Problems with Auto Model Cluster Analysis
Terpdog
New Altair Community Member
"I am using Auto Model to do a k-means cluster analysis. Works fine for 2
clusters. With 3 or more clusters or or more cluster has an average
distance of ? and a Davies-Bouldin index of infinity. This appeared
before and I thought Version 9.6 had fixed it but apparently not. It
also appears in the beta of 9.7. Is there a way around this? Thanks."
Tagged:
1
Answers
-
Hi @Terpdog,
Can you share your data in order we can reproduce and understand what's going on ?
Regards,
Lionel0 -
I am not sure what files are needed but I have attached the only rapidminer file I could find and also an Excel file of the data. I was using only the first four variables for the cluster analysis.
0 -
Hi @Terpdog,
Thank you for sharing your data.
I can reproduce what you observe :
But there is something strange in Auto-Model itself because
if I'm using your data (only the first four variables) with a k-Means model (with k = 3, 4,etc) in a classic RapidMiner process,
the results are correct (ie I obtain finite values for DB index and average distances) :
Has someone an idea of what's going on in Auto-Model (clustering) ?

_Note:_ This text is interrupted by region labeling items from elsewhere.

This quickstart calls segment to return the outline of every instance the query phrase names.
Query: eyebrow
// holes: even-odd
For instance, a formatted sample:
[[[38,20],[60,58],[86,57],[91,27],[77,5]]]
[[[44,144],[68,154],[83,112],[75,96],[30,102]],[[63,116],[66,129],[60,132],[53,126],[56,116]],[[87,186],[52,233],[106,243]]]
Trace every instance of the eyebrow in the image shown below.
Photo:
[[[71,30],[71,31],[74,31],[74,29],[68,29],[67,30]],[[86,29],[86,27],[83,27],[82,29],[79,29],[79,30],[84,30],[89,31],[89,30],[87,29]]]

In attached file, the classic (working) process in RapidMiner.
Regards,
Lionel
0 -
Thanks Lionel. I did not think to try the process route. There has to be a bug in the Auto-Model routine. Hopefully that can get fixed. There is still a question of why the distances are negative which does not make sense.
0 -
@Terpdog,
The "real" distances are, of course, positive.
It seems to me that RapidMiner multiply the distances by minus one (-1) in order to work with negative values because
RapidMiner's algorithms are searching to MAXIMIZE these values. (explanation to be confirmed by the RM staff, @sgenzer ?)
Regards,
Lionel0 -
That makes sense. I am continually frustrated at how hard it is to get routine statistics following an analysis in RapidMiner. I am trying to use this in my book which talks about measures of fit in techniques such as cluster analysis, discriminant analysis and logistic regression and I can't get RapidMiner to produce them or it is so difficult it would be of no use to students. I may have to drop the idea of using it. Too bad.
0